Friday, October 18, 2013

Robert Ballard, discoverer of the Titanic is mapping underwater America

USA (4.69 M sq mi), France (3.93 M sq mi), Australia (3.5 M sq mi),
Russia (2.97 sq mi), UK (2.62 M sq mi) and New Zealand (2.59 M sq mi) : 
these six countries maintain sovereign rights over more marine area than other nations,
due to their lengthy coastlines or empire-building pasts—or both, in the case of the United States.

From National Geographic

America has had two great ages of exploration.
The one that every schoolchild learns about began in 1804, when Thomas Jefferson sent Meriwether Lewis and William Clark on their epic journey across North America.
The other one is just beginning.
During this new age of exploration we will go farther than Lewis and Clark and learn the secrets of territories beyond even Jefferson’s wildest imagination.
Yet it seems safe to say that most Americans don’t know anything about it.

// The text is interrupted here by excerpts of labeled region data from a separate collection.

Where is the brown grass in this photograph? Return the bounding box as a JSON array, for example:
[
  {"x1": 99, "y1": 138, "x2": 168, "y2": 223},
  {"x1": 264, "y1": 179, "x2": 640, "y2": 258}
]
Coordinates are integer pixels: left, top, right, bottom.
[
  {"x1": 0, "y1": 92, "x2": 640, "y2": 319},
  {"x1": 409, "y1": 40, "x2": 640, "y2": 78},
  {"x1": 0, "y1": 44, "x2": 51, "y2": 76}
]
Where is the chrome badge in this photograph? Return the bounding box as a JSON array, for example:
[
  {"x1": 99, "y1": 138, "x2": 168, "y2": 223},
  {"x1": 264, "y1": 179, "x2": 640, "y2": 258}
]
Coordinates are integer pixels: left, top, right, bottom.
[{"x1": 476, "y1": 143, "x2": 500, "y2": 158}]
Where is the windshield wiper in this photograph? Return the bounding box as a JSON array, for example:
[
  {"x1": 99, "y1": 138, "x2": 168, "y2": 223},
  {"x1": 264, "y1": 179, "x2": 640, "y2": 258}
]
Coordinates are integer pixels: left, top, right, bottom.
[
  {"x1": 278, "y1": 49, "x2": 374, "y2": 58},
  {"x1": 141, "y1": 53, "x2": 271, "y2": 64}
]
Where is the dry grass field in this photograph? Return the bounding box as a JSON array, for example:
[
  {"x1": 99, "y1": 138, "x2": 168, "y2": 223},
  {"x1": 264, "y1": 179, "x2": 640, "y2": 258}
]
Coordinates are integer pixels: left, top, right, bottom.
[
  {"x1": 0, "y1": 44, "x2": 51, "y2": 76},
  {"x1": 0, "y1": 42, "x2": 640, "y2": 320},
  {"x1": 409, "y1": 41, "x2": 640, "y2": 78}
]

Few realize that the single largest addition to the American domain came on March 10, 1983, when President Ronald Reagan, with the stroke of a pen, expanded the country’s sovereign rights 200 nautical miles from its shores “for the purpose of exploring, exploiting, conserving, and managing natural resources.”
By establishing an exclusive economic zone (EEZ), Reagan roughly doubled the area within United States boundaries, as Jefferson had with the Louisiana Purchase.

Expanded Boundaries and Hidden Treasures
The United Nations Convention on the Law of the Sea grants all coastal countries sovereign rights to the areas extending 200 nautical miles beyond their coasts, known as the exclusive economic zone (EEZ).
These watery properties contain abundant natural resources: large oil and gas reserves, valuable minerals, and teeming fisheries.
So does the seabed beyond, where countries can make additional claims if they can prove that the continental shelf stretches past the underwater border of their EEZs and meets other criteria set by the convention.
 Robert Ballard’s Exploration Vessel Nautilus and the National Oceanic and Atmospheric Administration’s Okeanos Explorer are in the midst of a long-term program to discover what riches lie within America’s EEZ—and perhaps beyond.

Other countries have increased their jurisdiction over natural resources through EEZs and are eager to add more.
Under the 1982 UN Convention on the Law of the Sea, which the United States has not joined, countries can claim sovereign rights over a larger region if they can prove that the continental shelf—the submerged portion of a continent—extends beyond their EEZ and meets certain other conditions.
The United States potentially has one of the largest continental shelves in the world.

 Bob Ballard looks out to sea from the research ship Knorr.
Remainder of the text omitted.